We cannot drill our way out of $4 per gallon gasoline. It is a simple matter of supply and demand. This is something appraisers understand. Unlike the real estate market these days, in terms of energy, Demand is growing and supply is shrinking.

The United States comprises 4.5% of the world’s population and consumes 24% of the world’s oil. We use 20.8 million barrels of oil a day. The next largest consumer is China which has more than four times our population but uses only one third as much oil.

If China used as much oil as we do, per capita, they alone would be consuming 89,000,000 barrels a day (more than the world is currently producing), which is of course impossible. If they purchased every barrel produced everywhere they still wouldn’t have enough for themselves they’d be short about 2.8 million barrels a day – and there would be not one drop for anyone else on the planet!

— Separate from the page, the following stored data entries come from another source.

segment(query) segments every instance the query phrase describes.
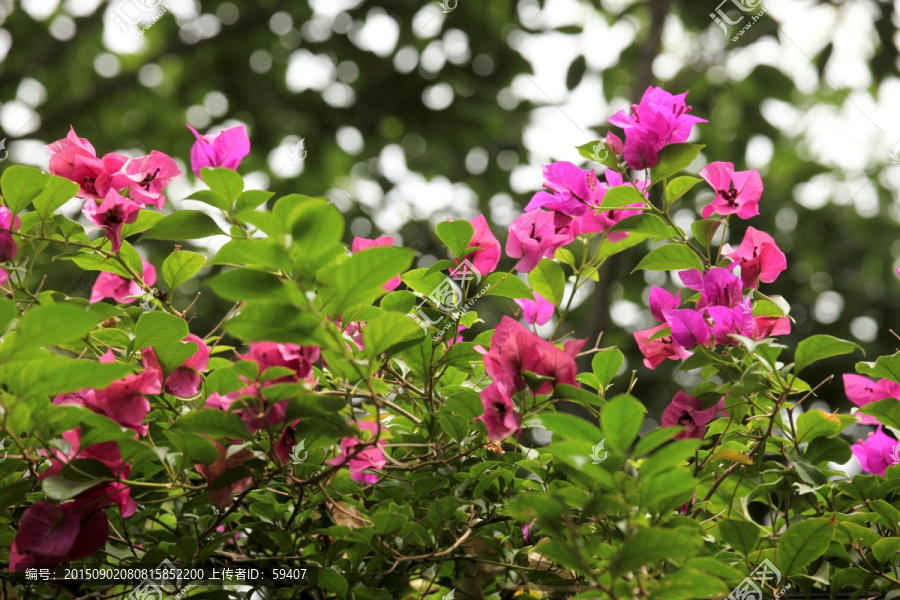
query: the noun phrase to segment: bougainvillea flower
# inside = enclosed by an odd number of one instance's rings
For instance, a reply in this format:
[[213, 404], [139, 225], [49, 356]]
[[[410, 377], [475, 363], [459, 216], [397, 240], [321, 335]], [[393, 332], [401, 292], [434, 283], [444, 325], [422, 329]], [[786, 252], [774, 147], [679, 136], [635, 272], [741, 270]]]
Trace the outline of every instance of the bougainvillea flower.
[[[375, 436], [379, 432], [378, 423], [371, 423], [368, 421], [360, 421], [357, 423], [359, 429], [361, 431], [368, 431], [371, 433], [370, 440], [375, 439]], [[341, 440], [341, 452], [337, 456], [332, 459], [325, 461], [331, 466], [342, 465], [347, 463], [349, 460], [348, 466], [350, 467], [350, 475], [356, 481], [364, 481], [366, 483], [375, 483], [378, 481], [378, 475], [375, 473], [366, 473], [365, 471], [369, 469], [382, 469], [384, 465], [387, 463], [387, 459], [384, 457], [384, 446], [387, 443], [385, 440], [380, 439], [375, 446], [368, 446], [365, 450], [356, 453], [352, 458], [351, 455], [354, 453], [354, 448], [359, 444], [364, 443], [355, 437], [344, 438]]]
[[700, 292], [697, 308], [709, 305], [737, 306], [743, 300], [743, 287], [739, 277], [728, 269], [713, 267], [706, 273], [697, 269], [679, 271], [678, 277], [688, 288]]
[[529, 371], [550, 380], [536, 393], [549, 394], [559, 384], [577, 385], [575, 356], [585, 340], [570, 340], [563, 349], [541, 339], [518, 321], [504, 316], [491, 337], [491, 349], [484, 356], [484, 369], [494, 381], [509, 382], [512, 392], [527, 386], [522, 377]]
[[881, 431], [878, 427], [877, 431], [869, 434], [864, 440], [850, 446], [853, 456], [859, 461], [859, 466], [863, 471], [867, 471], [874, 475], [884, 475], [885, 470], [898, 464], [896, 458], [900, 458], [900, 449], [897, 440]]
[[575, 239], [572, 218], [543, 209], [526, 212], [509, 226], [506, 254], [519, 259], [516, 270], [531, 272], [542, 258], [553, 256], [557, 249]]
[[763, 184], [755, 169], [735, 171], [731, 163], [713, 162], [700, 170], [700, 177], [716, 192], [712, 203], [703, 208], [704, 219], [708, 219], [713, 213], [737, 215], [742, 219], [759, 214]]
[[[119, 425], [147, 434], [144, 419], [150, 413], [148, 394], [162, 392], [162, 376], [155, 369], [147, 369], [136, 375], [114, 381], [102, 390], [94, 390], [93, 406]], [[85, 403], [88, 406], [88, 403]], [[90, 406], [89, 406], [90, 408]]]
[[217, 135], [200, 135], [190, 125], [187, 128], [197, 138], [191, 147], [191, 168], [197, 177], [200, 177], [203, 167], [237, 170], [244, 157], [250, 154], [250, 138], [243, 125], [226, 129]]
[[757, 281], [772, 283], [787, 269], [787, 259], [779, 250], [772, 236], [754, 227], [748, 227], [737, 250], [726, 244], [722, 255], [741, 267], [741, 280], [745, 288], [756, 288]]
[[[144, 266], [144, 283], [152, 286], [156, 283], [156, 267], [141, 259]], [[144, 293], [144, 290], [134, 281], [120, 277], [115, 273], [106, 271], [97, 276], [97, 281], [91, 288], [91, 304], [100, 302], [104, 298], [112, 298], [116, 304], [131, 304]]]
[[[231, 405], [239, 400], [243, 407], [231, 410]], [[270, 403], [265, 398], [260, 397], [257, 386], [247, 385], [227, 394], [213, 392], [207, 397], [206, 404], [203, 407], [204, 409], [233, 412], [241, 418], [251, 433], [256, 433], [283, 423], [287, 416], [287, 404], [287, 400]]]
[[663, 311], [674, 310], [681, 306], [681, 290], [673, 294], [661, 287], [650, 288], [650, 314], [660, 323], [665, 322]]
[[[57, 477], [63, 468], [76, 459], [92, 459], [109, 467], [116, 479], [126, 479], [131, 474], [131, 466], [122, 460], [119, 446], [115, 442], [101, 442], [87, 448], [81, 447], [81, 430], [76, 428], [62, 434], [68, 443], [68, 451], [54, 449], [49, 456], [50, 467], [40, 474], [41, 481], [48, 477]], [[77, 499], [94, 498], [99, 504], [109, 506], [115, 502], [123, 517], [130, 517], [137, 511], [137, 503], [131, 497], [130, 488], [119, 481], [104, 482], [85, 490], [76, 496]]]
[[644, 365], [648, 369], [655, 369], [667, 358], [684, 360], [691, 356], [688, 350], [672, 340], [671, 334], [654, 340], [650, 339], [667, 327], [667, 325], [657, 325], [652, 329], [634, 332], [634, 340], [637, 342], [638, 350], [644, 355]]
[[[78, 137], [75, 134], [75, 128], [72, 126], [69, 126], [69, 134], [66, 137], [52, 144], [47, 144], [44, 146], [44, 150], [51, 155], [50, 173], [70, 179], [79, 185], [81, 185], [81, 182], [74, 178], [75, 159], [77, 157], [86, 159], [97, 158], [97, 151], [94, 150], [94, 146], [87, 139]], [[82, 188], [82, 191], [78, 194], [79, 198], [88, 197], [82, 195], [84, 191], [84, 188]]]
[[94, 200], [84, 203], [82, 212], [94, 225], [106, 231], [106, 237], [112, 242], [113, 252], [122, 247], [122, 225], [137, 220], [141, 205], [129, 200], [115, 190], [109, 190], [103, 202]]
[[0, 285], [4, 285], [7, 281], [9, 281], [9, 273], [6, 272], [6, 269], [0, 267]]
[[586, 171], [565, 161], [541, 165], [541, 168], [544, 187], [549, 191], [537, 192], [525, 207], [526, 211], [544, 208], [570, 217], [579, 217], [588, 211], [591, 190], [599, 185], [593, 170]]
[[293, 423], [290, 423], [282, 429], [281, 437], [278, 438], [278, 441], [275, 443], [273, 449], [275, 450], [275, 456], [278, 457], [281, 464], [286, 465], [293, 460], [291, 453], [297, 445], [297, 436], [295, 435], [295, 432], [298, 423], [300, 423], [300, 419], [295, 419]]
[[132, 159], [125, 166], [124, 177], [114, 178], [114, 185], [125, 183], [131, 199], [141, 204], [152, 204], [162, 209], [166, 202], [163, 190], [183, 173], [169, 156], [153, 150], [147, 156]]
[[[862, 375], [844, 373], [844, 392], [850, 402], [862, 407], [887, 398], [900, 400], [900, 383], [890, 379], [872, 381]], [[856, 413], [856, 417], [863, 425], [880, 425], [878, 419], [873, 416]]]
[[[350, 246], [350, 251], [354, 254], [359, 252], [360, 250], [368, 250], [369, 248], [375, 248], [378, 246], [393, 246], [394, 238], [389, 235], [383, 235], [381, 237], [375, 238], [374, 240], [369, 240], [362, 237], [353, 238], [353, 244]], [[382, 287], [390, 292], [391, 290], [397, 289], [397, 286], [400, 285], [400, 276], [397, 275], [387, 283], [385, 283]]]
[[484, 414], [475, 417], [488, 431], [492, 442], [505, 440], [512, 434], [522, 433], [522, 415], [516, 412], [511, 395], [513, 389], [506, 380], [498, 379], [481, 390], [481, 405]]
[[689, 350], [709, 342], [709, 323], [702, 312], [692, 308], [665, 310], [663, 317], [672, 328], [672, 340], [682, 348]]
[[663, 147], [685, 142], [695, 123], [706, 123], [690, 114], [691, 107], [685, 104], [687, 95], [675, 96], [662, 88], [648, 87], [640, 103], [631, 106], [630, 115], [620, 110], [607, 119], [625, 131], [625, 162], [629, 167], [655, 167]]
[[244, 464], [244, 461], [253, 458], [254, 455], [253, 452], [247, 448], [241, 448], [237, 452], [232, 452], [229, 456], [228, 450], [219, 443], [219, 440], [211, 439], [210, 441], [219, 452], [219, 457], [208, 465], [194, 465], [194, 468], [197, 469], [198, 473], [203, 475], [204, 479], [206, 479], [206, 487], [209, 490], [209, 501], [213, 506], [222, 511], [226, 510], [231, 506], [232, 502], [234, 502], [235, 493], [240, 494], [250, 489], [250, 486], [253, 485], [253, 478], [245, 477], [230, 485], [223, 486], [219, 489], [213, 489], [217, 487], [215, 485], [216, 480], [231, 469]]
[[537, 292], [534, 292], [534, 300], [519, 298], [516, 304], [522, 309], [522, 318], [529, 325], [544, 325], [553, 317], [553, 311], [556, 309], [552, 302], [545, 300]]
[[9, 549], [10, 571], [27, 567], [55, 567], [87, 558], [106, 545], [109, 521], [106, 507], [93, 499], [29, 506], [19, 521]]
[[[466, 254], [462, 260], [468, 260], [472, 263], [475, 271], [477, 271], [480, 276], [493, 273], [494, 269], [497, 268], [497, 263], [500, 262], [500, 242], [494, 237], [494, 233], [488, 226], [487, 219], [484, 218], [484, 215], [478, 215], [470, 220], [469, 223], [472, 224], [475, 233], [472, 234], [472, 240], [469, 242], [468, 247], [480, 248], [480, 250], [475, 250], [474, 252]], [[462, 261], [454, 259], [453, 262], [460, 264]], [[464, 273], [463, 271], [464, 269], [453, 269], [450, 271], [450, 274], [457, 278], [460, 276], [467, 276], [468, 273]]]
[[790, 317], [753, 317], [753, 327], [748, 337], [754, 340], [791, 332]]
[[[184, 361], [180, 367], [169, 373], [168, 377], [165, 378], [165, 390], [173, 396], [189, 398], [196, 395], [200, 390], [200, 384], [203, 382], [200, 373], [205, 371], [206, 366], [209, 364], [209, 348], [199, 336], [193, 333], [188, 334], [181, 341], [197, 344], [197, 351]], [[162, 367], [156, 358], [156, 352], [153, 348], [141, 350], [141, 358], [147, 369], [156, 371], [162, 377]]]
[[719, 411], [718, 405], [703, 408], [703, 404], [693, 396], [688, 396], [682, 391], [675, 394], [672, 402], [663, 411], [660, 423], [663, 427], [681, 425], [684, 430], [673, 439], [683, 440], [687, 438], [703, 439], [706, 435], [706, 426], [716, 418]]
[[262, 374], [271, 367], [287, 367], [296, 374], [285, 375], [266, 381], [273, 383], [315, 382], [313, 364], [319, 360], [320, 351], [316, 346], [298, 346], [297, 344], [276, 344], [275, 342], [250, 342], [250, 352], [238, 354], [241, 360], [252, 360], [259, 365]]
[[21, 226], [22, 219], [5, 206], [0, 206], [0, 262], [12, 260], [19, 253], [11, 232], [18, 231]]
[[738, 342], [731, 337], [731, 334], [749, 337], [753, 330], [753, 316], [749, 300], [733, 308], [707, 306], [703, 310], [712, 319], [712, 335], [717, 344], [734, 346]]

And then there is the little matter of India, which has 1,100,000,000 people, nearly as many as China and 3.5 times more than the United States. Much the same as China, they have a rising standard of living and they want cars too.
It is difficult for me to understand those – particularly the morons on Fox News – who claim that all we need to do is start drilling for oil off the coasts and in Alaska and we’ll be fine. Our leaders suggest that our standard of living is not negotiable. Well I’m sorry but “Houston, we’ve got a problem” and it’s not going to be solved by sticking more straws in the ground nor is the answer to be found in ethanol, wind farms, nuclear power or used french fry oil. The American way of life will have to change, whether we like it or not.

You may ask what kinds of changes can any one person make in their own life. I think it starts, in this political season, by redefining what is meant by the word “patriotism”. Instead of, or at least in addition to symbols like “Support the Troops” bumper stickers and politicians wearing flag lapel pins, why not make a more tangible statement by riding a bike to work or school instead of driving a car. Or if you really want to reduce your carbon footprint, try a vegetarian diet (personally, I’m going to switch to a bike commute but I’m not ready to give up hamburgers just yet).